Ingebouwde beleidsregels

U kunt ervoor kiezen om de afzonderlijke beleidsregels uit het voorgaande beleidsinitiatief te gebruiken om één actie op schaal uit te voeren. Als u bijvoorbeeld alleen de agent automatisch wilt installeren, gebruikt u het tweede agentinstallatiebeleid uit het initiatief, zoals wordt weergegeven.

Gedeeltelijke schermopname van de pagina Azure Policy-definities met beleidsregels die zijn opgenomen in het initiatief voor het configureren van de Azure Monitor-agent.

Herstel

De initiatieven of beleidsregels zijn van toepassing op elke virtuele machine wanneer deze wordt gemaakt. Met een hersteltaak worden de beleidsdefinities in het initiatief geïmplementeerd voor bestaande resources, zodat u Azure Monitor Agent kunt configureren voor alle resources die al zijn gemaakt.

Wanneer u de toewijzing maakt met behulp van Azure Portal, hebt u de mogelijkheid om tegelijkertijd een hersteltaak te maken. Zie Niet-compatibele resources herstellen met Azure Policy voor meer informatie over het herstel.

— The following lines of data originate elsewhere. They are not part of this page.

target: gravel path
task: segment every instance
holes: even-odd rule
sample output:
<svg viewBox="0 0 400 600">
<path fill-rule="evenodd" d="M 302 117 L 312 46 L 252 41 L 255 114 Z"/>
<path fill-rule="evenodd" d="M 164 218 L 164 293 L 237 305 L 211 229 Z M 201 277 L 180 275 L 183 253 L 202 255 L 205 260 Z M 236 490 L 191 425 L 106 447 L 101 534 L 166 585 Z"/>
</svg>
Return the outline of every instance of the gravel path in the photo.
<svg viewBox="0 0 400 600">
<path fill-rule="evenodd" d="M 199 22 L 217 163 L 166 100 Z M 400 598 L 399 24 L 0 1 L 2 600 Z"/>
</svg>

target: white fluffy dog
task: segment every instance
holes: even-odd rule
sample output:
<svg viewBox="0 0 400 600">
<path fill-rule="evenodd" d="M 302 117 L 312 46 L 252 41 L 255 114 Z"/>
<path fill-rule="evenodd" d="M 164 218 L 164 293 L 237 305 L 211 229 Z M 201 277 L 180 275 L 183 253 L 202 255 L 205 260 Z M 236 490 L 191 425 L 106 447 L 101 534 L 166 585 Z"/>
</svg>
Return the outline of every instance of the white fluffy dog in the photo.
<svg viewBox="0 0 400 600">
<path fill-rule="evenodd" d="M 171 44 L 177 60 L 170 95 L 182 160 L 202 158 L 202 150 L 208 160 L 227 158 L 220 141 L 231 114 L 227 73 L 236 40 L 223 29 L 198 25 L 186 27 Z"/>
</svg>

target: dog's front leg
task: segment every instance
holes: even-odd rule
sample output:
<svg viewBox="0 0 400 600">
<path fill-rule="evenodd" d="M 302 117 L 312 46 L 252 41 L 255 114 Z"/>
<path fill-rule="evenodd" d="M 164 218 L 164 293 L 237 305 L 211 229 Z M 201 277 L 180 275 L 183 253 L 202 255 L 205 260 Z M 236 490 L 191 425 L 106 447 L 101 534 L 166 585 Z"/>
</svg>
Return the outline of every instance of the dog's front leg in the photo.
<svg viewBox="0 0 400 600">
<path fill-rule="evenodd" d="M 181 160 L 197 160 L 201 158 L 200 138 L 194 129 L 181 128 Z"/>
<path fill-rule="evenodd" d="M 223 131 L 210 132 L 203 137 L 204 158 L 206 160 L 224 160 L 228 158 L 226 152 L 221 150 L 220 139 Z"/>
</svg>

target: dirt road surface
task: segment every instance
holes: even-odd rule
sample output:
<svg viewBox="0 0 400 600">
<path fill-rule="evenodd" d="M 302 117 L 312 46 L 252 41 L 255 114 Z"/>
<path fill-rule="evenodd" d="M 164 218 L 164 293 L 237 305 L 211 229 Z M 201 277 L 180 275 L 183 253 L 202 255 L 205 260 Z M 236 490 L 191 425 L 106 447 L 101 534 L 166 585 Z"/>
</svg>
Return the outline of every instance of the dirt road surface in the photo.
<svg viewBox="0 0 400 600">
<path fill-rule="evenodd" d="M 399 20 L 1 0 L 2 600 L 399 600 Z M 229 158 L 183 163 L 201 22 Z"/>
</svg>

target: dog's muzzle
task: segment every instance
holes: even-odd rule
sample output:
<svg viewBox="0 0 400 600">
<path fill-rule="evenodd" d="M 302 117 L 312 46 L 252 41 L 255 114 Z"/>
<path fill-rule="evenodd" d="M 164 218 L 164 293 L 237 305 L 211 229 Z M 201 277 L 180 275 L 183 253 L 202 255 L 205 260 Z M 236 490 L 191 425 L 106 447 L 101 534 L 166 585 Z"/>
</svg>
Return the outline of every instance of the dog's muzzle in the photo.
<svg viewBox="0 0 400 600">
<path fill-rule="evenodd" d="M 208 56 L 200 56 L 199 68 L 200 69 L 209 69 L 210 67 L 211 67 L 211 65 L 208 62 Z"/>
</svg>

Schermopname van initiatiefherstel voor Azure Monitor Agent.

Veelgestelde vragen

In deze sectie vindt u antwoorden op veelgestelde vragen.

Welke invloed heeft het installeren van de Azure Arc Verbinding maken ed Machine-agent op mijn niet-Azure-machine?

Er is geen invloed op de machine nadat de Azure Arc Verbinding maken ed Machine-agent is geïnstalleerd. Het maakt nauwelijks gebruik van systeem- of netwerkbronnen en is ontworpen om een lage footprint te hebben op de host waar deze wordt uitgevoerd.

Volgende stappen

Maak een regel voor gegevensverzameling om gegevens van de agent te verzamelen en naar Azure Monitor te verzenden.